Stenographers to Liars

posted by Armadillo Joe

Considered against the backdrop of the kerfuffle between Nico Pitney and Dana Milbank this week (appropriately covered by Broadway Carl's DBOTW yesterday), Dan Froomkin's firing makes perfect sense. The big, fat, well-trained and meekly compliant traditional media is accustomed to strolling the cocktail party circuit in Washington D.C. like some roly-poly dog at a suburban pool party trolling for scraps off the grill. They fear anything that threatens to muss up that really cozy deal they've got for themselves wherein they unquestioningly re-print the lies of those in power in exchange for "Access" which gives them the panache to be blow-dried media celebrities which gets them on the list to receive the lies which they re-print, etc...

Now, whether those lies bore out or not, whether they proved correct or not on a factual level (to say nothing of the underlying rightness and wrongness on a moral level) was less important than taking all possible measures not to upset the very lucrative, reputation-enhancing apple cart.
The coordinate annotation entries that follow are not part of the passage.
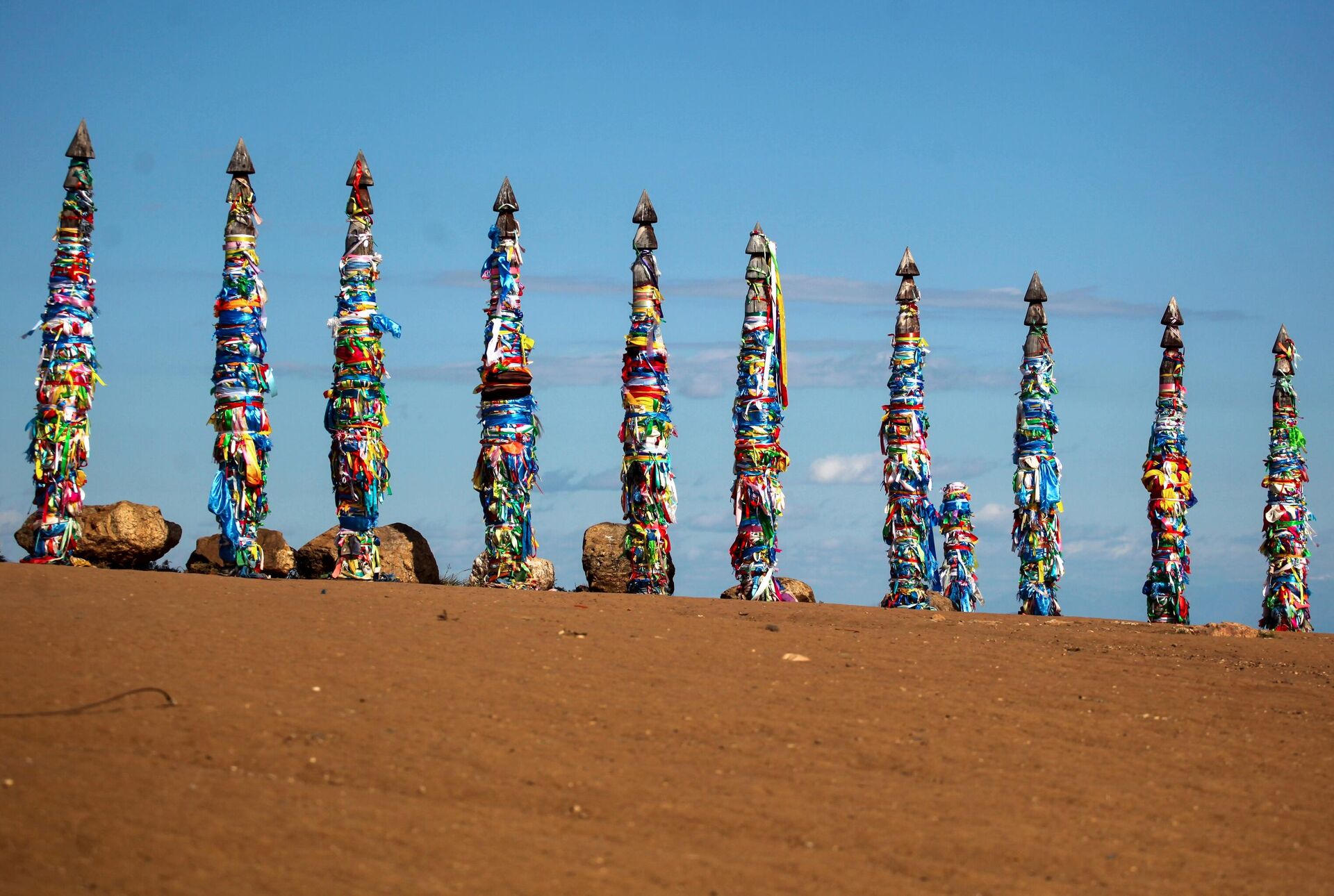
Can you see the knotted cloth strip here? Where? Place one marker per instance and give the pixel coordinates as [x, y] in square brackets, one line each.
[960, 571]
[648, 484]
[757, 422]
[67, 371]
[909, 515]
[1167, 481]
[1287, 522]
[358, 406]
[1037, 481]
[240, 381]
[507, 464]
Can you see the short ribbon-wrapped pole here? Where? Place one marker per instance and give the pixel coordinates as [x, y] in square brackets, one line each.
[960, 572]
[648, 484]
[358, 406]
[507, 464]
[1287, 522]
[1037, 481]
[909, 515]
[1167, 481]
[67, 372]
[240, 381]
[757, 422]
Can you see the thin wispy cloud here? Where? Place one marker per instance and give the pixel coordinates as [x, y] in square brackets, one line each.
[1080, 301]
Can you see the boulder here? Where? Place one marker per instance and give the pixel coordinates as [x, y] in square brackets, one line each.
[796, 587]
[117, 536]
[279, 558]
[404, 552]
[606, 565]
[542, 574]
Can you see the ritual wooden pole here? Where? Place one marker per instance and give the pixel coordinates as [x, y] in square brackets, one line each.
[1167, 481]
[507, 464]
[358, 407]
[648, 486]
[757, 420]
[67, 371]
[1287, 522]
[909, 516]
[242, 379]
[1037, 481]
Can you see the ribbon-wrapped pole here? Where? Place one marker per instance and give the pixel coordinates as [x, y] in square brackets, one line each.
[358, 407]
[757, 420]
[240, 381]
[1167, 481]
[1287, 522]
[1037, 479]
[648, 486]
[960, 572]
[67, 371]
[909, 515]
[507, 465]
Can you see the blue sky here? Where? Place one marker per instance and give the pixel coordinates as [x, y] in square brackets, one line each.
[1128, 152]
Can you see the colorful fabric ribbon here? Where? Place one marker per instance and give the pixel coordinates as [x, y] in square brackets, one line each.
[960, 571]
[67, 376]
[358, 406]
[1286, 522]
[1037, 481]
[240, 381]
[909, 515]
[1167, 481]
[757, 422]
[648, 484]
[507, 464]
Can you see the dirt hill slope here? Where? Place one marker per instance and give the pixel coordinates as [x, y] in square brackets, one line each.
[414, 739]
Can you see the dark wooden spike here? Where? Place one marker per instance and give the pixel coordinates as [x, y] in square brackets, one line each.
[504, 199]
[645, 213]
[907, 265]
[367, 181]
[82, 146]
[1035, 291]
[1283, 340]
[240, 163]
[1171, 316]
[645, 238]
So Milbank gets his knickers in a twist because a DFH (a blogging DFH, popular with the rabble) gets to speak with the president over a room full of people who have scraped and bowed and crawled through shit to be among the soulless but powerful chosen few. All that guy ever did was talk to a people in Iran, collect sources, do his homework and act like he was a journalist or something. He never actually ate a cocktail weenie at any cozy little Washington parties, so he's just a nobody and a show-off who won't play ball.

And the Dirty Fucking Hippie Dan Froomkin (I mean, hell, look at the guy) simply never wanted to play ball either, which was fine when the captain of the red team was in the White House because Froomkin got to be a sop to all his fellow DFH's on the Inter-Webs while Very Important People went about the Very Important Business of Running The World.

But even after one of his moonbat lefties took the White House and all those DFH's invaded Congress, he continued to have -- you know -- standards, evenly applied, as though he had proved right about torture and Iraq and the economic meltdown and the domestic surveillance and all those Establishment-types had been proven wrong. Over and over and over again.

Hey, man, your guy's in office now -- ease up, OK? You're making us look bad.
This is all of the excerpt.